Gumbel-Softmax Trick

This post explains the Gumbel-Softmax trick, a method to sample from a categorical distribution using a differentiable function of noise. Starting from the Gumbel-Max trick, which samples exactly but is not differentiable, it introduces the Gumbel-Softmax as a continuous, differentiable approximation. This is especially useful in deep learning for enabling gradient-based optimization when working with discrete variables.

The Gumbel-Max trick

Suppose that we want to sample from a categorical distribution with class probabilities $\pi_1, \dots \pi_k$, where $\sum_{i=1}^k \pi_i=1$. Essentially, we want to randomly pick one class according to those probabilities, but we want to do so using a deterministic function of noise (reparameterization), which is useful in deep learning.

If you are already familiar with the variational autoencoder (VAE), you know that it uses the reparameterization trick to sample a point $z\sim \mathcal{N}(\mu, \sigma^2)$. Here, we want to do the same but for $y\sim \text{Categorical}(\boldsymbol{\pi})$.

The Gumbel-Max trick (Maddison et al., 2014) allows to sample from a categorical distribution defined by $\boldsymbol{\pi}$.
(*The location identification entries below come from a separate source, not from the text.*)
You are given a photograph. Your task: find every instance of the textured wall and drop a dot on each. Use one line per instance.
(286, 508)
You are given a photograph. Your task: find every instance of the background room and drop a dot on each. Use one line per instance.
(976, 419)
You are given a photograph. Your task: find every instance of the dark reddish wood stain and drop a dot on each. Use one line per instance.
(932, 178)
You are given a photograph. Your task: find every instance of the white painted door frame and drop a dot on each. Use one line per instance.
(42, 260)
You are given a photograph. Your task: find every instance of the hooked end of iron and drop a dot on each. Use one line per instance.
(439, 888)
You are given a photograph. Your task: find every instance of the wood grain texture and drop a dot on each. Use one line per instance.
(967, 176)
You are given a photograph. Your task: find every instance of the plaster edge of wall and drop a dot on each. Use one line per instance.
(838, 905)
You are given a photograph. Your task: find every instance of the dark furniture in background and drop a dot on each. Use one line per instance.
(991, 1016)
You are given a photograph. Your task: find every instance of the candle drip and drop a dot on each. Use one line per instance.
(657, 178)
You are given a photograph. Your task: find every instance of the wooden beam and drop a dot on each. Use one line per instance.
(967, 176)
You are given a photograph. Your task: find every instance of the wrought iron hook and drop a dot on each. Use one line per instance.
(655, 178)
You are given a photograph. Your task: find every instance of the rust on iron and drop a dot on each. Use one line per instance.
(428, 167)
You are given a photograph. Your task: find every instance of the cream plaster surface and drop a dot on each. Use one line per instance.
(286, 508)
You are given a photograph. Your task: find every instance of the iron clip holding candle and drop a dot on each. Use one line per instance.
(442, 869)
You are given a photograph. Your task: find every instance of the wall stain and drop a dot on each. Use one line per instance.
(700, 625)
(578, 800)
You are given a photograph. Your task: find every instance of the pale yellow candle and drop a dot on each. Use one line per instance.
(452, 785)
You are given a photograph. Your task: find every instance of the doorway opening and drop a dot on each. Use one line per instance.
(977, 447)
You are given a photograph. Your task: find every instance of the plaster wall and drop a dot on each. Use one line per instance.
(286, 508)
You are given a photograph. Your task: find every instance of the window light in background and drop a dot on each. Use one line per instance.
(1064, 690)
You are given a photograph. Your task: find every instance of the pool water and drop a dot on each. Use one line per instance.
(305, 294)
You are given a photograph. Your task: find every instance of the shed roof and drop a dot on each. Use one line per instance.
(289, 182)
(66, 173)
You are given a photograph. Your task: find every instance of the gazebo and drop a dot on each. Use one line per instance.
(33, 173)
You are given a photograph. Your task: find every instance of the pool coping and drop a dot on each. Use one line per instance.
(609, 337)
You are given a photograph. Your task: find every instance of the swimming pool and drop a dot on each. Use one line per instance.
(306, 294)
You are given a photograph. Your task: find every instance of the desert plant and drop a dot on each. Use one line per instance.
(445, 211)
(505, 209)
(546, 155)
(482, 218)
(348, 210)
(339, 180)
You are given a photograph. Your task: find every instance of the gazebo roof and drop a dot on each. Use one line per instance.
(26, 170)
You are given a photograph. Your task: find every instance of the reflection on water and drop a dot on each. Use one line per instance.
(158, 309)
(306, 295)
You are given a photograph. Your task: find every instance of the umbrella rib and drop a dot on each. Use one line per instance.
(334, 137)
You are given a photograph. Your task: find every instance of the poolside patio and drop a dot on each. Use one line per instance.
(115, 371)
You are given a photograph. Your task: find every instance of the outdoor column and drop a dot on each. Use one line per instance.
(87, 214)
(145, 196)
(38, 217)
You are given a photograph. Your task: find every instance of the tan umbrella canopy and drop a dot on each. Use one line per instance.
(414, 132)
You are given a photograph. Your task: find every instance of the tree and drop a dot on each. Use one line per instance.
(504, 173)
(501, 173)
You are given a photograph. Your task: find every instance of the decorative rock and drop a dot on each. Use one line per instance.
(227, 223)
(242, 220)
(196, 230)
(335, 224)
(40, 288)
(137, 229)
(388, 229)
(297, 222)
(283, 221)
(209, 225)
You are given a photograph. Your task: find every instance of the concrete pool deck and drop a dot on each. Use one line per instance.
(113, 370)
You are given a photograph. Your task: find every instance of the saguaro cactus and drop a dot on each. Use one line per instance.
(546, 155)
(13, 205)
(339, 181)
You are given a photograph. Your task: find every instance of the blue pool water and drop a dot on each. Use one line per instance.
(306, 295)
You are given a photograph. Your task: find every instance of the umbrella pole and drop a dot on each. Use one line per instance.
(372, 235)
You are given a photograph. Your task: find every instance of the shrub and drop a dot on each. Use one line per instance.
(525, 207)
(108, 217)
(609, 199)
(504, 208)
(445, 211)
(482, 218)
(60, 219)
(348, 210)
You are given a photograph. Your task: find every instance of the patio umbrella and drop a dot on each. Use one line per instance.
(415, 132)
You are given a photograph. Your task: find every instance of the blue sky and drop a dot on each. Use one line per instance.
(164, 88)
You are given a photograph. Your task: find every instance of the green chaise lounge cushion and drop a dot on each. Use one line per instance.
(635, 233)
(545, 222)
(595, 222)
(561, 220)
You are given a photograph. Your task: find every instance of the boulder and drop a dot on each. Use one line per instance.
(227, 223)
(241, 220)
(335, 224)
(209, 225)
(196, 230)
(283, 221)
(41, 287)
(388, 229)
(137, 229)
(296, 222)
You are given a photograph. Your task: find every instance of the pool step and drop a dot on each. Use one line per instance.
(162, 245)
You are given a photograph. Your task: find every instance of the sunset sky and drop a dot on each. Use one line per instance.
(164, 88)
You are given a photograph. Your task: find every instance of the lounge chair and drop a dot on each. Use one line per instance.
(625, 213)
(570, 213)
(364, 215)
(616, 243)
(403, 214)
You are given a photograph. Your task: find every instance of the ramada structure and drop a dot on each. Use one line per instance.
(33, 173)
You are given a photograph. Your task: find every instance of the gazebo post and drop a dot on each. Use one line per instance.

Step 1: Draw i.i.d. samples $g_i \sim \text{Gumbel}(0,1)$, one for each class $i$.
Step 2: Compute $y = \arg\max_i \log\pi_i + g_i$.

Why it works:

The reason it works is that $\mathbb{P}(i=\arg\max_j z_j) = \pi_i$, where $z_i = \log \pi_i + g_i$ and $g_i \sim \text{Gumbel}(0,1)$.

Proof:

Step 1. Transforming Gumbel variables into a form involving uniform variables

Apply transformation: $X_i = -\log(-\log U_i)$, where $U_i \sim \text{Uniform}(0,1)$
Therefore: $\begin{align} z_i &= \log\pi_i + g_i\\ &= \log\pi_i + X_i\\ &= \log\left(\frac{\pi_i}{-\log U_i}\right) \end{align}$
Apply exp on both sides: $\exp(z_i) = \frac{\pi_i}{-\log U_i}$.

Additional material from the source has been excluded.